- 3 TBS Extra Virgin Olive Oil
- 1 Large Sweet Vidal Onion
- 1/2 tsp Light Brown Sugar
- 2 TBS rice wine vinegar
- 1 1/2 TBS Fresh Chopped Sage
- 1 1/2 Cups Fish Stock (or Clam Juice)
- 1 1/2 lbs. Healthy Hearts Wild Salmon
- 1/4 Cup Finely Crushed Captain Crunch Cereal
- 2 Large Tomato's Sliced
- 1 Sundried Tomato Chopped
- Dash of Kosher Salt
- Freshly ground black pepper
- 1 TBS Thinly Sliced Green Onions
- Preheat the oven to 400 degrees.
- Heat 1 tablespoon of the oil in a large, heavy skillet over medium-high heat. Add the onion slices and sprinkle with light brown sugar. Cook until the onion slices begin to caramelize, about 5 to 6 minutes, then turn the slices over and continue to cook without stirring until the other side caramelizes, about 3 to 4 minutes.
- Add the vinegar, sundried tomato, and sage, and stir until the onions are well-coated, add the fish stock and season well with kosher salt and pepper; set aside to keep warm.
- Heat the remaining olive oil over high heat in a large ovenproof skillet, preferably nonstick.
- Lightly roll the healthy hearts wild fillets in Crushed Captain Crunch and pat to remove the excess.

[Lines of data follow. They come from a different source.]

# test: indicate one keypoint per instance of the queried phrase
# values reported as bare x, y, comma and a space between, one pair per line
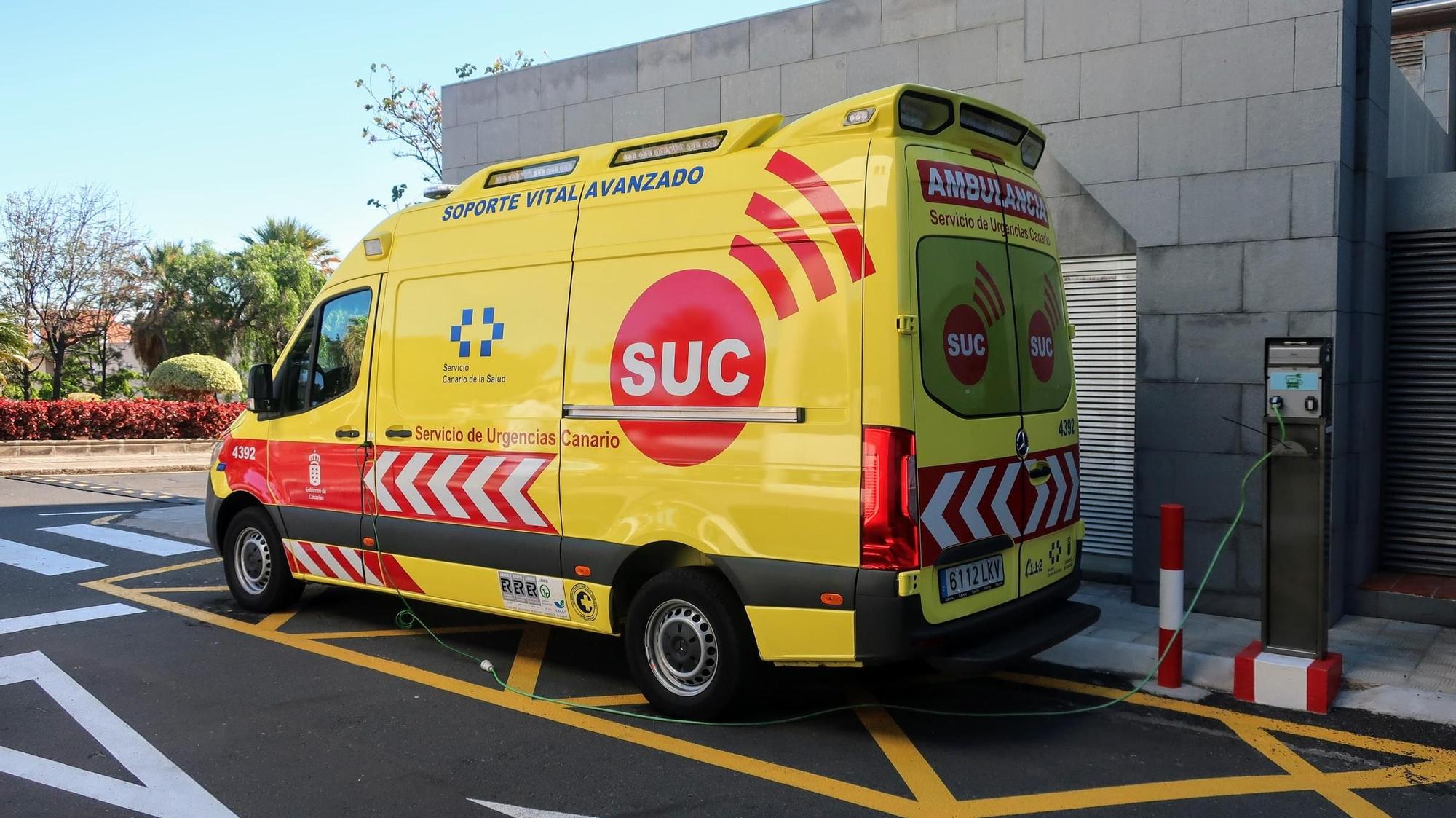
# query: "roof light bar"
925, 114
532, 172
860, 117
1032, 150
992, 125
685, 146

- Sear the fish until brown on all sides, 2 to 3 minutes. Place the pan in the preheated oven and roast until opaque through, turning the pieces once or twice so they cook evenly, about 7 minutes.
- Transfer the cooked healthy hearts wild salmon to a cutting board and cut into 1-inch-thick slices.
- Arrange the sliced tomatoes on a large platter or individual plates.
- Top with the slices of healthy hearts wild Salmon and spoon the caramelized onions around. Sprinkle the Sliced Green Onion over and serve.